Cameroun : les richesses minières au centre de la crise anglophone (Issa Tchiroma)

Le ministre de la Communication a soutenu, mardi, que les troubles qui ont lieu dans les régions du Nord-Ouest et du Sud-Ouest sont le fait de quelques mouvements obscurs qui procèdent ainsi pour déstabiliser le pays.

Les manifestations sécessionnistes auxquelles on assiste au Cameroun depuis plusieurs mois seraient orchestrées par des « forces tapies dans l’ombre », dont l’unique objectif serait d’avoir la main mise sur les richesses du sous-sol camerounais. C’est ce qu’a soutenu le ministre camerounais de la Communication, Issa Tchiroma Bakary, lors d’une conférence de presse donnée mardi, 24 octobre, à Yaoundé.

« Comme elles savent qu’elles ne peuvent y accéder que si elles ont des marionnettes tapies dans l’ombre, elles essaient maintenant de placer leurs pions, afin de pouvoir semer le chaos dans notre pays. Le but de ces forces tapies dans l’ombre, est d’avoir accès aux ressources dont regorgent les pays de la Cemac. Or, il se trouve que le Cameroun est le verrou de la sous-région, donc elles veulent déstabiliser le Cameroun pour atteindre leurs objectifs », a déclaré Issa Tchiroma Bakary.

Selon lui, les intérêts de ces forces seraient protégés par des ONG qui, sous le couvert de la veille au respect des droits de l’Homme, participeraient plutôt aux tentatives de déstabilisation dénoncées. Dans le viseur du ministre, l’organisation, International crisis group, dont le dernier rapport, publié le 19 octobre, fait état de violences exercées par l’armée camerounaise sur les anglophones du Nord-Ouest et du Sud-Ouest.
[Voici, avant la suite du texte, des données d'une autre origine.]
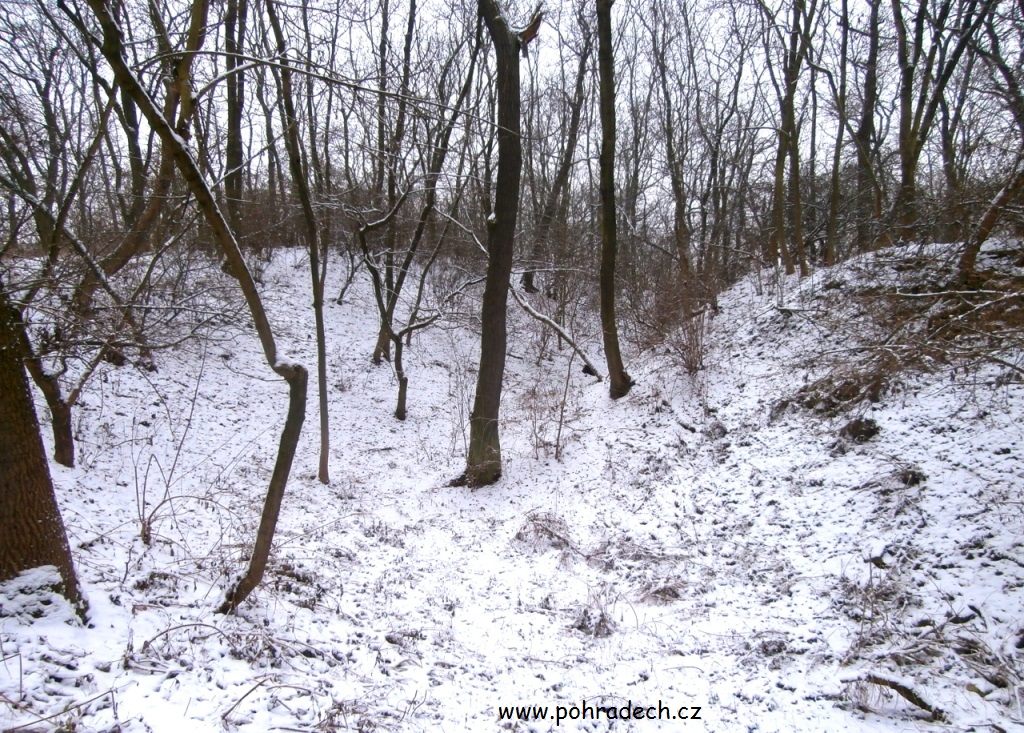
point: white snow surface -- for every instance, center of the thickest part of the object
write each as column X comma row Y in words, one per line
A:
column 692, row 547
International crisis group a accusé les militaires d’avoir tiré à balles réelles sur des manifestants non-armés et d’avoir fait un usage excessif des gazs lacrymogènesy compris dans les maisons, ou contre des fidèles sortant des églises. Ce qui aurait faides dizaines de morts et plus de 100 blessés parmi les civils.  Pour Issa Tchiroma Bakary, ces informations « sont fausses », du simple fait que cette Ong, « n’a pas fait de descente sur le terrain, préférant se fier au rapport du Réseaux des défenseurs des droits humains en Afrique centrale(Redhac)  et à quelques journaux paraissant en  France.

Amnesty international, le Redhac, Reporters sans frontières sont d’autres organisations citées mardi par le ministre de la Communication. « Cette coalition, dont le réseau des Ong prétendument caritatives -qu’il s’agisse d’Amnesty international, d’International crisis group, de Human rights watch, de Commitee to protect journalists, du Réseau des droits de l’Homme en Afrique centrale, ou encore, de Reporters sans frontières pour ne citer que celles-là-, n’est que la face visible de l’hydre. Cette coalition disais-je, doit savoir que le peuple camerounais n’est pas dupe de leurs collusions et de leurs visées déstabilisatrices », a soutenu le ministre de la Communication. Il a annoncé, dans la foulée, que l’organisation International crisis group n’aura plus d’autorisation pour mener ses activités au Cameroun.